[8] In our opinion, the above dissents are quite persuasive. In the instant case, the members of the jury were told, in other instructions given, that they could convict only upon strong and convincing evidence. For example, they were instructed as follows:
"You are further instructed that no one should be convicted upon mere suspicion, or because he may have had an opportunity to commit the crime; but the evidence should be so strong and convincing in your minds as to satisfy you beyond a reasonable doubt and to a moral certainty that the defendant is guilty, and unless you find from the evidence that the defendant has been proved guilty beyond a reasonable doubt and to a moral certainty, and that each and every element embraced in either or both of the crimes charged, or of the lesser ones therein included, has been proved beyond a reasonable doubt, then you should find the defendant not guilty."
The necessity of evidence in order to convict was again stressed in an instruction primarily concerned with circumstantial evidence:
"The Court instructs you that while you must be convinced of the guilt of the defendant beyond any reasonable doubt, from the evidence, in order to warrant a conviction, the proof need not be the direct evidence of persons who saw the offense committed. The acts constituting the offense *Page 872 and connecting the defendant therewith may be proved by circumstances, that is, circumstantial evidence. Circumstantial evidence is legal and competent in criminal cases and if it is of such a character as to exclude every reasonable hypothesis other than the guilt of the accused, it is entitled to the same weight as direct and positive testimony. What is meant by circumstantial evidence is the proof of such facts and circumstances connected with or surrounding the commission of the crime charged, as tend to show the guilt or innocence of the party charged, and if these facts and circumstances are sufficient to satisfy the jury of the guilt of the defendant beyond a reasonable doubt and to exclude every reasonable hypothesis of innocence, then such evidence is sufficient to authorize the jury to find the defendant guilty."

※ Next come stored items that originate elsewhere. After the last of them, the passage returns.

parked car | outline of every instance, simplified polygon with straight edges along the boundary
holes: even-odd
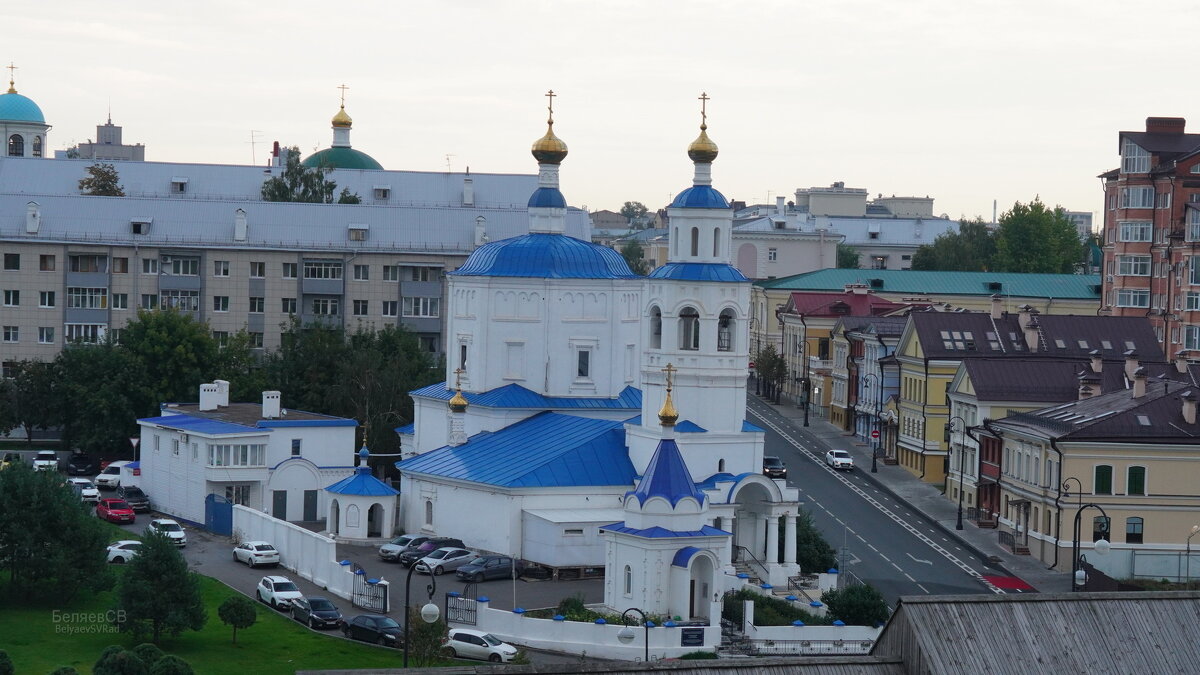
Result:
[[[304,599],[304,594],[287,577],[263,577],[254,589],[254,596],[280,611],[287,611],[293,600]]]
[[[234,562],[244,562],[250,567],[279,565],[279,551],[269,541],[244,541],[233,547]]]
[[[142,542],[135,539],[122,539],[108,545],[108,562],[124,565],[133,559],[142,549]]]
[[[429,574],[432,571],[434,575],[441,575],[466,565],[474,558],[475,554],[465,548],[446,546],[421,558],[414,566],[418,572]]]
[[[292,601],[292,618],[309,628],[337,628],[342,613],[327,598],[300,598]]]
[[[414,549],[429,540],[423,534],[403,534],[379,547],[379,557],[387,562],[396,562],[400,554]]]
[[[53,450],[38,450],[33,456],[34,471],[58,471],[58,453]]]
[[[462,539],[454,537],[430,537],[421,542],[416,548],[410,548],[400,554],[400,564],[405,567],[412,567],[412,564],[429,555],[430,553],[445,548],[447,546],[455,546],[462,548]]]
[[[134,511],[144,513],[150,510],[150,496],[142,492],[136,485],[118,485],[117,496],[129,502]]]
[[[129,504],[126,504],[122,499],[113,497],[101,499],[97,502],[96,517],[103,518],[110,523],[132,523],[137,520]]]
[[[91,476],[99,471],[100,467],[96,460],[91,455],[86,455],[82,452],[77,452],[71,455],[67,460],[67,475],[68,476]]]
[[[854,468],[854,458],[845,450],[830,450],[825,453],[825,463],[835,469],[850,471]]]
[[[179,548],[187,546],[187,532],[183,531],[183,526],[171,520],[170,518],[155,518],[150,521],[146,527],[147,532],[158,532],[171,540]]]
[[[491,633],[469,628],[452,628],[442,646],[451,658],[481,659],[492,663],[508,663],[517,655],[517,648],[501,642]]]
[[[109,462],[108,466],[100,470],[100,475],[96,476],[96,487],[101,490],[114,490],[121,484],[121,467],[129,464],[127,460]]]
[[[513,568],[516,576],[525,572],[525,563],[506,555],[481,555],[458,568],[454,576],[463,581],[486,581],[488,579],[511,579]]]
[[[6,452],[4,457],[0,458],[0,469],[7,469],[13,464],[21,463],[21,455],[15,452]]]
[[[374,642],[385,647],[404,644],[404,628],[395,619],[382,614],[359,614],[342,623],[342,633],[351,640]]]
[[[86,478],[68,478],[67,485],[71,486],[75,496],[82,501],[93,504],[100,501],[100,491],[96,489],[95,485],[92,485],[92,481]]]
[[[767,478],[787,478],[787,467],[782,459],[768,455],[763,457],[763,475]]]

Surely, it was unnecessary to further tell the jury that a reasonable doubt might arise from "lack of evidence." We think that this is well shown in the dissenting opinions above quoted from the case of State v. Anderson, supra. [9] In the case of State v. Herwitz, supra, the instruction contended for was of the first importance to the defense. Courts may take judicial notice of their own records. We have examined the record in that case, studied the briefs filed therein, and read all the evidence in the cause. In that case, the prosecuting witness claimed, and testified, that he had given the defendant eight hundred dollars to buy some gold currency which at that time could be secured only by paying a premium, and that the defendant had not procured him the gold, nor would he return the eight hundred dollars. No evidence whatever was introduced to support his claim. His word was the only evidence tending to prove the defendant's guilt. There was in that case, as distinguished from this, a real and fatal lack of evidence sufficient to raise many doubts, and, in so far as that case, already discredited by the Costello case, supra, tends to lay down a general rule, that a refusal to give an instruction in a criminal case to the effect that a reasonable doubt may arise from "lack of evidence," constitutes reversible error, we now reverse it. *Page 873
Finding no error in the record, we conclude, as did the trial court, that the appellant is not entitled to a new trial. The judgment and sentence of the trial court is, therefore, affirmed, and this cause remanded to the jurisdiction of the superior court of Thurston county for such further proceedings as the laws and statutes of the state prescribe and require.
JEFFERS, C.J., STEINERT, MALLERY, and GRADY, JJ., concur.
HILL and BEALS, JJ., concur in the affirmance of the judgment.